The Ministry of Commerce and Industry aligns trade agreements to prevent sudden access cutoffs.
The Ministries of Defence, Energy, and Telecommunications collaborate to secure the physical infrastructure (fiber-optic cables, green energy grids, and localized data centers) required to host and run advanced models domestically.
2. Sovereign Underwriting of Geopolitical Risks
While private enterprises can mitigate commercial risks through diversified vendor contracts, they are powerless against sudden sovereign interventions, such as a U.S. export ban on advanced API access.

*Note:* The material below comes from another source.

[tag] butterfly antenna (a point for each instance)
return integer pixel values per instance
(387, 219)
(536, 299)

The Indian state must step in to underwrite these non-commercial, geopolitical risks through innovative financial instruments:
Sovereign Tech Insurance / Export Credit Models: Similar to how export credit agencies insure domestic exporters against foreign political instability, the government should create insurance frameworks that protect Indian tech firms from sudden foreign policy shocks or model access terminations.

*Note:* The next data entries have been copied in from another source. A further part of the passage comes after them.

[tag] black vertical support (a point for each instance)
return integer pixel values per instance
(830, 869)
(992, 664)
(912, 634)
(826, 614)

Hybrid-Annuity Models (HAM) for AI Compute: Mirroring India’s successful highway infrastructure funding models, the government should co-fund the establishment of massive, domestic private-sector-led GPU clusters. Under this model, the state bears a portion of the upfront capital risk and guarantees fixed payments over time, reducing the burden on private venture capital.
3. Cultivating High-Value Competitiveness and a Unified Voice
Finally, the Indian technology industry must shed its complacency. The domestic tech sector can no longer rely solely on labor-arbitrage BPO services, especially as countries like the Philippines aggressively capture market share.
Focus on Quality and IP: Indian developers must pivot from wrapper applications to building deep-tech solutions, high-quality proprietary datasets, and domain-specific AI applications tailored for global markets.
A Coherent Lobbying Voice: Currently, the Indian tech lobby is fragmented. Incumbent IT giants remain hyper-focused on securing foreign work visas and maintaining market access in the West. Meanwhile, the startup ecosystem is consumed by domestic regulatory frictions and fundraising hurdles. Both factions must unite around a singular strategic objective: ensuring India remains deeply integrated with global frontier AI networks while systematically building the domestic redundancies needed to withstand geopolitical coercion.
Conclusion
The real contest in the era of sovereign AI is not merely about who trains the largest neural network or who writes the most comprehensive regulatory code. It is a battle over who captures the economic, cognitive, and strategic advantages that these technologies generate. For India, the path forward is clear: it must embrace global integration to build near-term economic strength, while simultaneously constructing the sovereign safeguards necessary to ensure its long-term technological independence.